Allá no solamente desconocen al general de la Guerra de Independencia Calixto García Iñiguez sino también al general Ministro del Interior actual; y al morir los comandantes Osmany Cienfuegos y Faure Chomón casi nadie en Cuba sabía quienes fueron los occisos.

¿Qué pasó del lado de acá?: Casi lo mismo.  Al creer inicialmente los exiliados que “Aquello se caía pronto” todo era euforia, cooperación a la causa y gran interés en estar absolutamente enterados, integrados e interesados en el diario acontecer cubano.

Al llegar a la conclusión de que “Aquello iba para largo”, al dejar de ser los norteamericanos nuestros jefes y aliados, al irse la Isla depauperando materialmente, al considerar los cubanos que “Allá no irían a vivir ni a buscar centenes”, miles y miles de cubanos les volvieron las espaldas a la Isla y se desentendieron del problema por completo. Una laguna de desinterés patrio dentro de un destierro próspero y ajeno. “¡No me hablen de Cuba!” decían hasta con cierto orgullo.

Una inmensa mayoría se fue a labrar un futuro, a poner negocios, a estudiar, a lograr carreras para sus hijos, a ocuparse fervientemente de sus familias y de sus porvenires.

Entonces, ahora constantemente nos encontramos con ellos (con los de allá recién llegados aquí y con los de aquí que se han pasado 50 y pico de años ajenos a los sucesos patrios) neófitos por completo de todo lo ocurrido dentro del acontecer cubano y que no saben o no recuerdan (y esto es simplemente pequeños ejemplos entre un millón) de ¿Quién fue el periodista del New York Times Herbert Matthews, quién fue el plumífero Alfredo Guevara, quién es el traidor  Max Lesnik,  o cuando y de qué murió Jorge Mas Canosa?

Pero hubo una pequeña minoría aquí (y quiero creer que allá también) que se mantuvo interesada e integrada a la causa, pendiente de las noticias, lo mismo leyendo escritos y libros que participando beligerantemente sin enterrar el hacha de la guerra a pesar de que obviamente la guerra no existía.
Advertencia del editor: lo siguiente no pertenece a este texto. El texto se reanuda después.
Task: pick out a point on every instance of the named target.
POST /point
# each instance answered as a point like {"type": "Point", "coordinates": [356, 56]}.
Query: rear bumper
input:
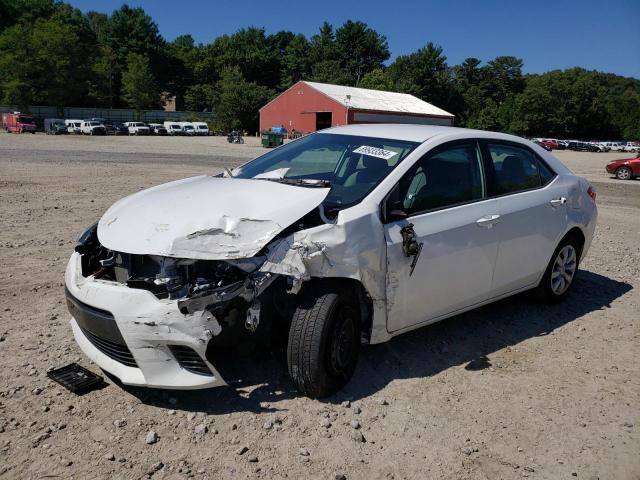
{"type": "Point", "coordinates": [137, 337]}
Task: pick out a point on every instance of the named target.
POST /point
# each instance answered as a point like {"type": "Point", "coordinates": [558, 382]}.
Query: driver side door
{"type": "Point", "coordinates": [447, 214]}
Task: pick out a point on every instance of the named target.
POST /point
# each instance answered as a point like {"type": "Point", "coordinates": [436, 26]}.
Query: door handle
{"type": "Point", "coordinates": [488, 221]}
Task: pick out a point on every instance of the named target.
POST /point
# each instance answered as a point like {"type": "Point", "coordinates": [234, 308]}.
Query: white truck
{"type": "Point", "coordinates": [73, 125]}
{"type": "Point", "coordinates": [173, 128]}
{"type": "Point", "coordinates": [201, 128]}
{"type": "Point", "coordinates": [187, 128]}
{"type": "Point", "coordinates": [93, 127]}
{"type": "Point", "coordinates": [137, 128]}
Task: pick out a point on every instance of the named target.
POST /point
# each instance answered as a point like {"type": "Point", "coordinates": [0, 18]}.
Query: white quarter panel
{"type": "Point", "coordinates": [530, 228]}
{"type": "Point", "coordinates": [454, 269]}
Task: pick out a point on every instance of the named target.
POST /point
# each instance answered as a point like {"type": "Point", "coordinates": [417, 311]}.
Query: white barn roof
{"type": "Point", "coordinates": [378, 100]}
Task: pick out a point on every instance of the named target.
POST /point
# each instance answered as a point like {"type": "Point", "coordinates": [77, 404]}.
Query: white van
{"type": "Point", "coordinates": [137, 128]}
{"type": "Point", "coordinates": [201, 128]}
{"type": "Point", "coordinates": [73, 126]}
{"type": "Point", "coordinates": [187, 128]}
{"type": "Point", "coordinates": [173, 128]}
{"type": "Point", "coordinates": [93, 127]}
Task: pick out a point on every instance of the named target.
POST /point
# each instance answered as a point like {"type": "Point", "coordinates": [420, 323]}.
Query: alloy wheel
{"type": "Point", "coordinates": [564, 269]}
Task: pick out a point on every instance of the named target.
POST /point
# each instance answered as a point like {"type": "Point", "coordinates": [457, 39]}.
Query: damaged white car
{"type": "Point", "coordinates": [347, 236]}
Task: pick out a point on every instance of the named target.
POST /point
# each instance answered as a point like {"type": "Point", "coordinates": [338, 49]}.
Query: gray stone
{"type": "Point", "coordinates": [242, 450]}
{"type": "Point", "coordinates": [200, 429]}
{"type": "Point", "coordinates": [152, 437]}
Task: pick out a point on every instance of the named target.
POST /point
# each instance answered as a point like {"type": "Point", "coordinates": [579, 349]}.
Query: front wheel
{"type": "Point", "coordinates": [561, 271]}
{"type": "Point", "coordinates": [623, 173]}
{"type": "Point", "coordinates": [324, 340]}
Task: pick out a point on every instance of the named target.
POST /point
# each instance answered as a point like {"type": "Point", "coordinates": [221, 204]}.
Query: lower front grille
{"type": "Point", "coordinates": [118, 352]}
{"type": "Point", "coordinates": [190, 360]}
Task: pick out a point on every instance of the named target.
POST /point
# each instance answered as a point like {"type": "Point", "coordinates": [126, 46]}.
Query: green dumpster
{"type": "Point", "coordinates": [272, 139]}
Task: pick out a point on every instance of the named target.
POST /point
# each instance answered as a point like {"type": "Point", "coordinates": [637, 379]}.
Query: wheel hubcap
{"type": "Point", "coordinates": [564, 269]}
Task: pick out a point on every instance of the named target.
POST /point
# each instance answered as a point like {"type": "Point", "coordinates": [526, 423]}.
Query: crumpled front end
{"type": "Point", "coordinates": [150, 320]}
{"type": "Point", "coordinates": [156, 320]}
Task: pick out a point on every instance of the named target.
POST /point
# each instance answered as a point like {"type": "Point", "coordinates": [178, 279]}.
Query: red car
{"type": "Point", "coordinates": [625, 169]}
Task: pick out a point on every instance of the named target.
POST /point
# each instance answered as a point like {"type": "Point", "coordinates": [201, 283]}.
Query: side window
{"type": "Point", "coordinates": [515, 169]}
{"type": "Point", "coordinates": [449, 176]}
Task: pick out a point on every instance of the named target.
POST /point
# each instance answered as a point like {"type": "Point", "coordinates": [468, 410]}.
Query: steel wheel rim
{"type": "Point", "coordinates": [624, 173]}
{"type": "Point", "coordinates": [564, 269]}
{"type": "Point", "coordinates": [341, 351]}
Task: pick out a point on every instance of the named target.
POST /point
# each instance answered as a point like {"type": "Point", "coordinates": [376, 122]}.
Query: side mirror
{"type": "Point", "coordinates": [396, 214]}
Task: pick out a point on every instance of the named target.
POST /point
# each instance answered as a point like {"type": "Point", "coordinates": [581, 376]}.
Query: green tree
{"type": "Point", "coordinates": [361, 49]}
{"type": "Point", "coordinates": [138, 84]}
{"type": "Point", "coordinates": [295, 62]}
{"type": "Point", "coordinates": [425, 74]}
{"type": "Point", "coordinates": [237, 101]}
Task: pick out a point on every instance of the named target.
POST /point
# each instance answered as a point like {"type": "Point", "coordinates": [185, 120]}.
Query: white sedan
{"type": "Point", "coordinates": [351, 235]}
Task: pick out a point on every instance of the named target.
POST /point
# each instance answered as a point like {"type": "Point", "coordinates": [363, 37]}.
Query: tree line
{"type": "Point", "coordinates": [53, 54]}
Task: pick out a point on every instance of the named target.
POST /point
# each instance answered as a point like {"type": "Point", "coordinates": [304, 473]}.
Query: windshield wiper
{"type": "Point", "coordinates": [300, 182]}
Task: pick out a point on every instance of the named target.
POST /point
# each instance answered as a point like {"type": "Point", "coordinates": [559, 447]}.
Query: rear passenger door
{"type": "Point", "coordinates": [443, 201]}
{"type": "Point", "coordinates": [532, 208]}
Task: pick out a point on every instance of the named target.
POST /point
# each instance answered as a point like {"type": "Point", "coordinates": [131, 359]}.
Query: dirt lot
{"type": "Point", "coordinates": [511, 390]}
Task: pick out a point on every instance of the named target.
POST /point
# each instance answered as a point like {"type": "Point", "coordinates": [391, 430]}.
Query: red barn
{"type": "Point", "coordinates": [310, 106]}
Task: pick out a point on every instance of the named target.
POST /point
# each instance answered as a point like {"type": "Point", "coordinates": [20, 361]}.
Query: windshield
{"type": "Point", "coordinates": [353, 165]}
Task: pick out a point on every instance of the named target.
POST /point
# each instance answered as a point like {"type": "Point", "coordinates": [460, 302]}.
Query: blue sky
{"type": "Point", "coordinates": [547, 34]}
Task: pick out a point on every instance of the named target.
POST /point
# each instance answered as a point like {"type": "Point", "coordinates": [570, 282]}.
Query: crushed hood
{"type": "Point", "coordinates": [205, 218]}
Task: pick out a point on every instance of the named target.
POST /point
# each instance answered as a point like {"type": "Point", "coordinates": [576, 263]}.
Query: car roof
{"type": "Point", "coordinates": [416, 133]}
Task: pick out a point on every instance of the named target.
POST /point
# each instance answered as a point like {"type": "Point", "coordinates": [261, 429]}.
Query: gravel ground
{"type": "Point", "coordinates": [511, 390]}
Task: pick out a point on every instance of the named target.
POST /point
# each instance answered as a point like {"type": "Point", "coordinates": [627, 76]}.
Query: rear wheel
{"type": "Point", "coordinates": [561, 271]}
{"type": "Point", "coordinates": [623, 173]}
{"type": "Point", "coordinates": [324, 340]}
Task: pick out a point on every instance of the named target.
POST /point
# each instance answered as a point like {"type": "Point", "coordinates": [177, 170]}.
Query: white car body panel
{"type": "Point", "coordinates": [454, 269]}
{"type": "Point", "coordinates": [204, 218]}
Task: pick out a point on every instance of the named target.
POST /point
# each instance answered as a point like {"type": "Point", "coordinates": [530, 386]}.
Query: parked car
{"type": "Point", "coordinates": [187, 129]}
{"type": "Point", "coordinates": [92, 127]}
{"type": "Point", "coordinates": [201, 128]}
{"type": "Point", "coordinates": [73, 126]}
{"type": "Point", "coordinates": [157, 129]}
{"type": "Point", "coordinates": [173, 128]}
{"type": "Point", "coordinates": [552, 144]}
{"type": "Point", "coordinates": [396, 229]}
{"type": "Point", "coordinates": [625, 168]}
{"type": "Point", "coordinates": [614, 146]}
{"type": "Point", "coordinates": [137, 128]}
{"type": "Point", "coordinates": [55, 126]}
{"type": "Point", "coordinates": [17, 122]}
{"type": "Point", "coordinates": [582, 147]}
{"type": "Point", "coordinates": [600, 146]}
{"type": "Point", "coordinates": [542, 144]}
{"type": "Point", "coordinates": [116, 128]}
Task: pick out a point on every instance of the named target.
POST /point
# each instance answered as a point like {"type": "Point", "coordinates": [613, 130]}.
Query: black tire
{"type": "Point", "coordinates": [624, 173]}
{"type": "Point", "coordinates": [548, 291]}
{"type": "Point", "coordinates": [324, 339]}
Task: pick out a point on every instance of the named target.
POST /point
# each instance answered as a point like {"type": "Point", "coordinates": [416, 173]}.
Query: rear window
{"type": "Point", "coordinates": [515, 169]}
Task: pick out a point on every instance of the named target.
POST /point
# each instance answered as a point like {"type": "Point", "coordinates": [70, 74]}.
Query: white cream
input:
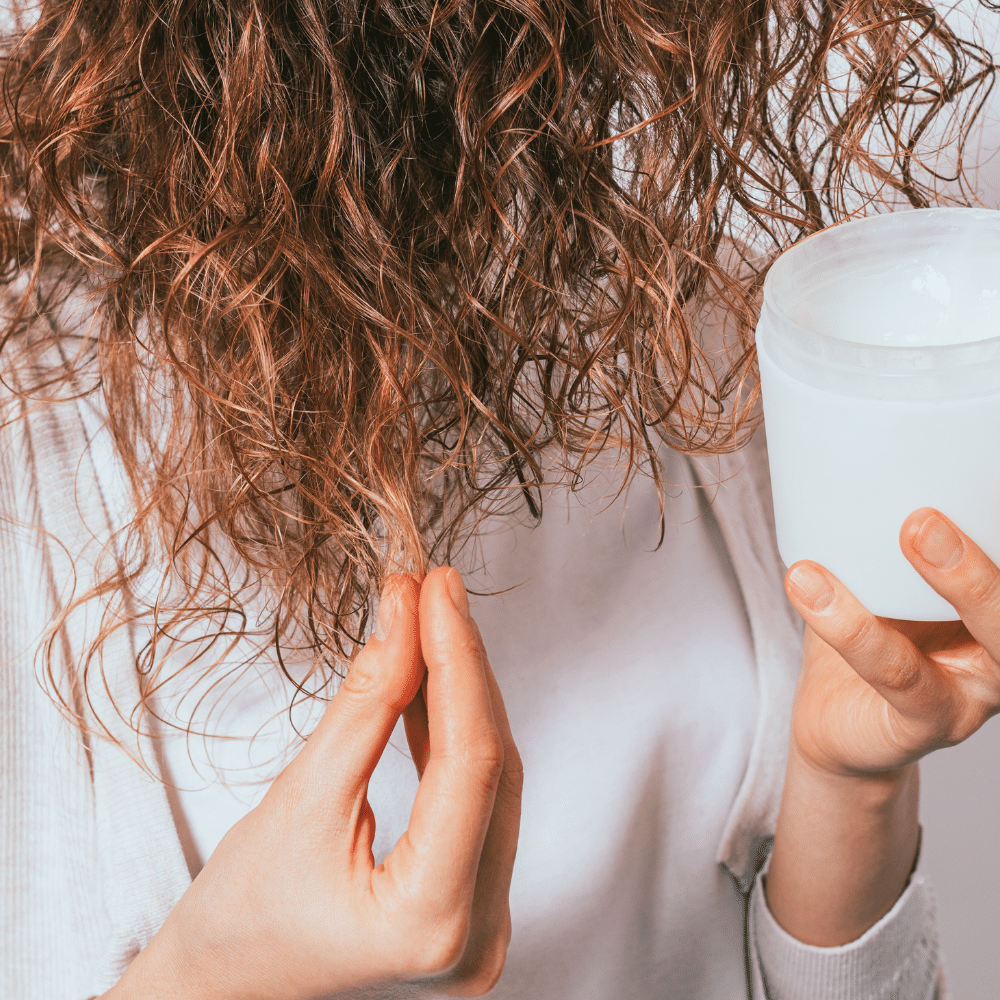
{"type": "Point", "coordinates": [872, 406]}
Dentro de ellos un guajirito de Güines hoy convertido en “senior citizen” estuvo a la vera de los combatientes, muy cerca a los patriotas, sin perderse un solo detalle de la tragedia de su nación por 61 años.

Al ser muy pocos, al ir desapareciendo la inmensa mayoría de ellos, sobresalgo y me llaman “maestro”. Simplemente porque “En la tierra de los ciegos el tuerto es rey”.

Y yo rechazo el título profesoral, aunque estoy dispuesto 24 horas al día a impartir mis conocimientos de una materia sagrada para mi  a todo el que quiera leerme o escucharme.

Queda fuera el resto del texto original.